Furthermore, the Plaintiff has failed to explain why she has standing to pursue this action in light of the appointment of a Chapter 7 Trustee who has not abandoned the case. See Spenlinhauer v. O'Donnell, 261 F.3d 113, 118 n. 5 (1st Cir. 2001) (noting that a debtor's cause of action belongs to the estate, and that trustee, as opposed to debtor, possesses standing to pursue the action). Even if this Court did have jurisdiction to hear this dispute, which is doubtful considering the lack of factual discrepancies differentiating this claim from the one already decided on its merits by the District Court, the Plaintiff would not have standing to bring this claim.
Finally, the Defendants have moved for sanctions against the Plaintiff for bringing frivolous and vexatious litigation under Rule 9011 of the Federal Rules of Bankruptcy Procedure. In construing Rule 9011, courts have looked to cases involving Fed.R.Civ.Pro. 11, which is substantively similar to Rule 9011. In re Sylver, 214 B.R. 422, 428 (1st Cir. BAP 1997). Both rules require attorneys "to conduct [themselves] in a manner bespeaking reasonable professionalism and consistent with the orderly functioning of the judicial system." Figueroa-Rodriguez v. Lopez-Rivera, 878 F.2d 1488, 1491 (1st Cir. 1988) (quoting In re D.C. Sullivan Co., 843 F.2d 596, 598 (1st Cir. 1988)), aff'd in part on rehearing en banc, 878 F.2d 1478 (1989). Once a violation of Rule 9011 is found, the imposition of sanctions is mandatory.Business Guides, Inc. v. Chromatic Communications Ent., Inc., 498 U.S. 533, 543 (1991).
The Advisory Committee Notes to Fed.R.Civ.Pro. 11 state in pertinent part:
The rule does not attempt to enumerate the factors a court should consider in deciding whether to impose a sanction or what sanctions would be appropriate in the circumstances; but, for emphasis, it does specifically note that a sanction may be nonmonetary as well as monetary. Whether the improper conduct was willful, or negligent; whether it was part of a pattern of activity, or an isolated event; whether it infected the entire pleading, or only one particular count or defense; whether the person has engaged in similar conduct in other litigation; whether it was intended to injure; what effect it had on the litigation process in time or expense; whether the responsible person is trained in the law; what amount, given the financial resources of the responsible person, is needed to deter that person from repetition in the same case; what amount is needed to deter similar activity by other litigants; all of these may in a particular case be proper considerations. Advisory Committee Notes on 1993 Amendment, subdivisions (b) and (c) (emphasis added)

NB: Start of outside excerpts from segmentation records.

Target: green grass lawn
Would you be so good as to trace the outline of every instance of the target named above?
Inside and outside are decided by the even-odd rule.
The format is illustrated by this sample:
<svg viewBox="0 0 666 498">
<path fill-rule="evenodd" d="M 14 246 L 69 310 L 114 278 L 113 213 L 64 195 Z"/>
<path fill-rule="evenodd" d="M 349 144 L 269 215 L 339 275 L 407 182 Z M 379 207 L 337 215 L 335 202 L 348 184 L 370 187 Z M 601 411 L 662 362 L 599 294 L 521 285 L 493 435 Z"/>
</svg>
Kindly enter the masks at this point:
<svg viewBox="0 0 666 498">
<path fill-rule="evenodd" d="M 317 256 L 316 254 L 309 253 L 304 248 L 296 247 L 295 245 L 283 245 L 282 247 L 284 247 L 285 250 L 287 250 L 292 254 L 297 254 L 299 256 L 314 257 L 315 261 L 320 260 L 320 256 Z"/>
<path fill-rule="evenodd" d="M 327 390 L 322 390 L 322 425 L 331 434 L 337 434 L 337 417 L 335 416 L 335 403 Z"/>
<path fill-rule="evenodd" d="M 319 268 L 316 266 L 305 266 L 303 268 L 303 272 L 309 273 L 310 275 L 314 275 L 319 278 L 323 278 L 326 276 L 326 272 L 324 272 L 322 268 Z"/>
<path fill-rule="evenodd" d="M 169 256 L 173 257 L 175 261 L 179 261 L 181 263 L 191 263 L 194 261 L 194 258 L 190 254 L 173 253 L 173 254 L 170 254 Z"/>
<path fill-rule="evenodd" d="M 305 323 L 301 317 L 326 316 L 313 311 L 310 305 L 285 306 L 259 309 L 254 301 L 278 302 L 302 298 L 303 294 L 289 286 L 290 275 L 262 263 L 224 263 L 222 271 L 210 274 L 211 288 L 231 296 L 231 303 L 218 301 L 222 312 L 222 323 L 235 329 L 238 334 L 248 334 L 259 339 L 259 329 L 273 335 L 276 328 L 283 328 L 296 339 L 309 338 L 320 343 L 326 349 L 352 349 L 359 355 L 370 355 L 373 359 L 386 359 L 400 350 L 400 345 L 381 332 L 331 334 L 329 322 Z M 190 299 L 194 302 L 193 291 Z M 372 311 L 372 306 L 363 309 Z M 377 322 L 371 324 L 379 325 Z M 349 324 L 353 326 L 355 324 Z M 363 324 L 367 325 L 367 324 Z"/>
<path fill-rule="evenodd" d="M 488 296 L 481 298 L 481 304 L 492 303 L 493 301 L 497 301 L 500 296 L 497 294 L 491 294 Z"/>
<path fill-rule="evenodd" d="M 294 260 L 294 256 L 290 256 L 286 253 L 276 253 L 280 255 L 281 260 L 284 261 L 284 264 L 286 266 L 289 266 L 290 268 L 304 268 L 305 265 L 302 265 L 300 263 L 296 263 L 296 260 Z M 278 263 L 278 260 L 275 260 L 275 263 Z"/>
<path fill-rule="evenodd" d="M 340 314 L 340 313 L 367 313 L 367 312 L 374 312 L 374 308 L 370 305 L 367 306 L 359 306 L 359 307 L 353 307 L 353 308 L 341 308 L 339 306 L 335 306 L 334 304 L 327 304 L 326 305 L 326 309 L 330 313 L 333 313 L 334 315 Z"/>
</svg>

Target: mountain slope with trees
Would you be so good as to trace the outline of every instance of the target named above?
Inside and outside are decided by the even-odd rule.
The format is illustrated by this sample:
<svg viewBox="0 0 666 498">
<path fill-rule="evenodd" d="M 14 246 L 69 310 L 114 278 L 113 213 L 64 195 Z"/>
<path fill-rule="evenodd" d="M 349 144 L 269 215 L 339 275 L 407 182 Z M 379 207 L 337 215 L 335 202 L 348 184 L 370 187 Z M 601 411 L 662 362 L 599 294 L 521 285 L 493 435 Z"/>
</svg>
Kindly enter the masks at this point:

This Court finds sanctions to be appropriate to deter the Plaintiff from continuing to pursue this fruitless claim, and to compensate the Defendant for having to defend the same.
WHEREFORE, IT IS ORDERED that the Defendant's motion to dismiss shall be, and hereby is, GRANTED. Plaintiff shall pay the Defendants' fees and expenses. The Defendants are ordered to submit a motion within fourteen (14) days setting forth fees and expenses incurred in defending this adversary proceeding. Judgment will be entered accordingly.
SO ORDERED.
San Juan, Puerto Rico, nunc pro tunc 28 day of January, 2011.